Note Lord Denning’s caveat in Hornal v Neuberger Products Ltd (1956) that:
“The more serious an allegation, the higher the degree of probability that is required”. This is suggestive that the standard is not absolute.
The preponderance of evidence or balance of probabilities means that the evidence adduced by the Plaintiff/Complainant should be put on one side of an imaginary scale and the evidence adduced by the defendant put on the other side of that scale and weighed together to see which side preponderates. See MOGAGI v ODOFIN (1978), ALHAJI BALOGUN v ALHAJI LABIRAN (1988).
- Criminal Proceedings
In a criminal proceeding, the prosecution must prove the totality of his/her case or the Accused’s guilt, “beyond all reasonable doubt”.

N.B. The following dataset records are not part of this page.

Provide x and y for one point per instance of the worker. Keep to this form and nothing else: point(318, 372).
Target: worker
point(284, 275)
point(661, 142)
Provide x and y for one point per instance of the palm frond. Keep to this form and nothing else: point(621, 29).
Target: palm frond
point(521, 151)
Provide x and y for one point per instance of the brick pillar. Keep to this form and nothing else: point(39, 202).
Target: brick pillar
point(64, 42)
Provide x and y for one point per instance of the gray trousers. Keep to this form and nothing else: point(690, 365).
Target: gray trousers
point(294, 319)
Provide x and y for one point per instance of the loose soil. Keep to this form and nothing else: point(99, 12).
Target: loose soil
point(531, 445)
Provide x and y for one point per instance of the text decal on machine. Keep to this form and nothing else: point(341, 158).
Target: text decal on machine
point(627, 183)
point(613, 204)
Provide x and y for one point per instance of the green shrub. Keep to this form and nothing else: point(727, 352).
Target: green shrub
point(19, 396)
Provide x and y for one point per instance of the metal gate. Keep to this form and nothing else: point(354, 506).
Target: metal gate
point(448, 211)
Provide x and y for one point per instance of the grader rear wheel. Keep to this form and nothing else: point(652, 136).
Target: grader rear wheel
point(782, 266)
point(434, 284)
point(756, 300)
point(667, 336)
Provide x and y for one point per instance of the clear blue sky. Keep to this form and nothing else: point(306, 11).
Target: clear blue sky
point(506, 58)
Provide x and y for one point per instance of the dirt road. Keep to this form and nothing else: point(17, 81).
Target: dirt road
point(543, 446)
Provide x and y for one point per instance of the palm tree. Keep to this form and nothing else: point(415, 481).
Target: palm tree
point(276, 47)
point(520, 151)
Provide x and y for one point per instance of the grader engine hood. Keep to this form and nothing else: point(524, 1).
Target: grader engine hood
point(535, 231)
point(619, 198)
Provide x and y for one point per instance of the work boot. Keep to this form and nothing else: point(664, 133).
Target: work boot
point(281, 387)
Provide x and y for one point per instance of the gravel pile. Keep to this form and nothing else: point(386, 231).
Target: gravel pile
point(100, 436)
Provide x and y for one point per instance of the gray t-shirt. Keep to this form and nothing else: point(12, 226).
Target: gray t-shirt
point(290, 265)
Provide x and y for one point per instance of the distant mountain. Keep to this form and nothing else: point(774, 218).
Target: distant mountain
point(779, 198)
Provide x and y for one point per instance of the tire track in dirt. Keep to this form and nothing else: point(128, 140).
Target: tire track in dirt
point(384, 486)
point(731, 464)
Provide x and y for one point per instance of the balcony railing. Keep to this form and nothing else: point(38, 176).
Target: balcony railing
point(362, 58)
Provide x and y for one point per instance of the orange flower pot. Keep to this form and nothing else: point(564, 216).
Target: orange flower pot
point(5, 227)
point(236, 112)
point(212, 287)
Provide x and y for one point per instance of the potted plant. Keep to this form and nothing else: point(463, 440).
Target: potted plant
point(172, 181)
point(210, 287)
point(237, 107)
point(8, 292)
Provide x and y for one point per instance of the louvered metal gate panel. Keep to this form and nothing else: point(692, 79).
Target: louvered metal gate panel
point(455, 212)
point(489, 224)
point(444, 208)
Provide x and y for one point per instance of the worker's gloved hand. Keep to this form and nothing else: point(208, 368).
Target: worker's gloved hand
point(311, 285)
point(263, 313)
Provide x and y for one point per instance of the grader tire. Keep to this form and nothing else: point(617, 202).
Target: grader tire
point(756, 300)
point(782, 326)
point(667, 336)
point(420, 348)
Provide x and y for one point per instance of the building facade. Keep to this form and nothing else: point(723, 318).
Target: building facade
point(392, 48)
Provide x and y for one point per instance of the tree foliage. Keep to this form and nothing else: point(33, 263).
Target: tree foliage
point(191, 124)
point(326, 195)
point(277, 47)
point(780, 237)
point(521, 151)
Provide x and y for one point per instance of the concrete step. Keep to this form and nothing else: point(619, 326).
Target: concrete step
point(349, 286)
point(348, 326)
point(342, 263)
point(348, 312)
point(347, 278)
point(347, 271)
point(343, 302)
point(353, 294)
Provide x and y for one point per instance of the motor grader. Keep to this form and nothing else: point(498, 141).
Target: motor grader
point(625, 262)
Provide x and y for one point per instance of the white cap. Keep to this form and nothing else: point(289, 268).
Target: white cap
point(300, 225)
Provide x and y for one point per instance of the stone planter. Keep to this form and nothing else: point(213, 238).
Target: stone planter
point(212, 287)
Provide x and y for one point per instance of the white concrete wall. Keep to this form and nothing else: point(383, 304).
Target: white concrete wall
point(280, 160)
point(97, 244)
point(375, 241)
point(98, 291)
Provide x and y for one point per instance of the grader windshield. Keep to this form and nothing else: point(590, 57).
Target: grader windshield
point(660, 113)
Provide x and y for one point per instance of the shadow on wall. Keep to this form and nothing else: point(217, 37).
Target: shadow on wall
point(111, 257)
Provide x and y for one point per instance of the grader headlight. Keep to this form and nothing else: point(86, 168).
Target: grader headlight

There is some contention that the standard should be proportionate to the gravity of crime, that “as the crime is enormous so ought the proof to be clear”.
However, where the fact in issue is to be proved by the defence as in a defence of insanity, the standard is a balance of probability as in a civil case.
The proof “beyond all reasonable doubt” does not mean that the judge must be absolutely certain of the accused’s guilt. A reasonable doubt is that quality and kind of doubts which, when you are dealing with matters of importance in your own affairs, you allow to influence you one way or the other.
The term “beyond all reasonable doubt stands out of the compelling presumption of innocence inherent in our adversary system of criminal justice. To displace this presumption, the evidence of the prosecution must prove beyond reasonable doubt, (not beyond all shadow of any doubt), that the person accused is guilty of the offence charged.
As Oputa JSC said in Bakare v the State, (1987):
Proof beyond reasonable doubt connotes such proof as precludes every reasonable hypothesis except that which it tends to support. It is a proof to a moral certainty, such that it satisfied the judgement and conscience of a judge as a reasonable man applying his reason to the evidence placed before him that the crime charged has been committed by the accused and so satisfied him as to leave no other reasonable conclusion possible.
- Allegation of Crime in Civil Matters
The position of the law is not quite clear when crime is alleged in a civil proceeding. In Lek v Matthews (1927) and Hornel v Neuberger Products Ltd (1956), the court applied a civil standard.
Conversely, a criminal standard was applied in Issaias v Marine Insurance Co Ltd (1923)
The uncertainty of the situation is more complex where the criminal conduct alleged cannot be severed from the civil cause itself to which it is not merely incidental. See OMOBORIOWO V AJASIN (1984) 1 SC NLR 108 AND NWOBODO V ONOH (1984) 1 SC.
By reason of Evidence Act, Section 135, if the prosecution proves the commission of a crime beyond reasonable doubt, the burden of proving reasonable doubt is shifted to the accused to adduce or produce evidence of other facts. Okogbue v COP (1965). Where the prosecution fails to make at least a prima facie case against the accused at close of his case, the accused is entitled to a discharge without being called upon to enter any defence. The accused has no corresponding duty to establish his innocence: OTEKI V A.G BENDEL STATE (1986) 2 NWLR (PT 24) 652.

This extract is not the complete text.